Remortgages

Remortgaging is a term for changing your mortgage product. It could be to a different mortgage provider or to a different product within the same provider, and you may not have moved home.

UK People have quite a few reasons for remortgaging. Nowadays, one of the most common is that their initial discount or fixed rate deal has run out and they don't want to be moved onto a standard variable rate. People will want to try and get a better rate, as they can save a great deal of money by transferring their mortgage to a rate that is cheaper.

Some people remortgage as their property's value has increased in value and they wish to obtain a lump sum by releasing equity from their property. This can be very useful for funding home improvements, or perhaps buying a car. If your home was valued at £200000 and you bought it with a mortgage of £180,000, you would have equity of £20000. After 5 years, your home's value increases to £250000 and your mortgage payments take your capital owed on the house to £155000, meaning that you now have £950000 in equity. Lenders are happy to remortgage for 75% of the value of a home in this situation, so you could get a loan of £187500, meaning that you can get a lump sum of £32500 (which is the difference between the remainder of the mortgage and the amount you re-mortgaged for). This being a mortgage, you should find that the interest rate you pay will be cheaper than with a personal loan. Since you can release quite a good deal of money from remortgaging, it may also be useful to use the lump sum to consolidate your debts and pay off smaller unsecured debts such as credit card bill of loans with higher interest payable.

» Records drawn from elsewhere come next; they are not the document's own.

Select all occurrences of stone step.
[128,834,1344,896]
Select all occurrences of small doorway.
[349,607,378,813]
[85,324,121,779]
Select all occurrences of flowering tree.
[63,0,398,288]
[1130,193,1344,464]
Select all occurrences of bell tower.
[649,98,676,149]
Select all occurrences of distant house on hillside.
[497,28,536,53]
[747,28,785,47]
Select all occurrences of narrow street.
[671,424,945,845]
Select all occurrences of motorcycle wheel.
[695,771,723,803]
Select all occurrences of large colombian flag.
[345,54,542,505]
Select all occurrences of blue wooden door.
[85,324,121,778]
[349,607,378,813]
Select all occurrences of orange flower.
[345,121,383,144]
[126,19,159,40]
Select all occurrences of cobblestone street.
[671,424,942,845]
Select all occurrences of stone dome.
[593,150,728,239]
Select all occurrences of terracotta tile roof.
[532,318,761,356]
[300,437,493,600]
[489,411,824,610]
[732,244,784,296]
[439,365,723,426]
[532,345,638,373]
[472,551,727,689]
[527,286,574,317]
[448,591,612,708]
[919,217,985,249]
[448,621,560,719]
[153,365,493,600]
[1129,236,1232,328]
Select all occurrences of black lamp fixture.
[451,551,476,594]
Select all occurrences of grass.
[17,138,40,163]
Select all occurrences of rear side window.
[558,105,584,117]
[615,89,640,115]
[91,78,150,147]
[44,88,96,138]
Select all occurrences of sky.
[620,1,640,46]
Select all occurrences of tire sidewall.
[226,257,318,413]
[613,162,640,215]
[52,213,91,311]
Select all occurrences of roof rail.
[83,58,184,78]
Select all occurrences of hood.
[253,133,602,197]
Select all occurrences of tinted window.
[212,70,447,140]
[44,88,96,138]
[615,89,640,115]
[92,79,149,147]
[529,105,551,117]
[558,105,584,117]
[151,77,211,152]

When re-mortgaging, you should find out about the fees involved, such as valuation fees, solicitor's fees, arrangement fees, any mortgage indemnity guarantee (MIG) plus redemption fees as well to make sure that the lower interest rate you could obtain is not made irrelevant by fees. Redemption fees are becoming less frequent, although they are still around. These are fees you could be liable for should you repay the mortgage before the end of its term. Remember that re-mortgaging is basically paying off your existing mortgages and taking out a new mortgage. Many people remortgage when their initial discount period end, but lenders put redemption penalties on the end of these initial deals in order to get their money back should someone take advantage of the discount and then try and leave, or if you try and remortgage during the deal.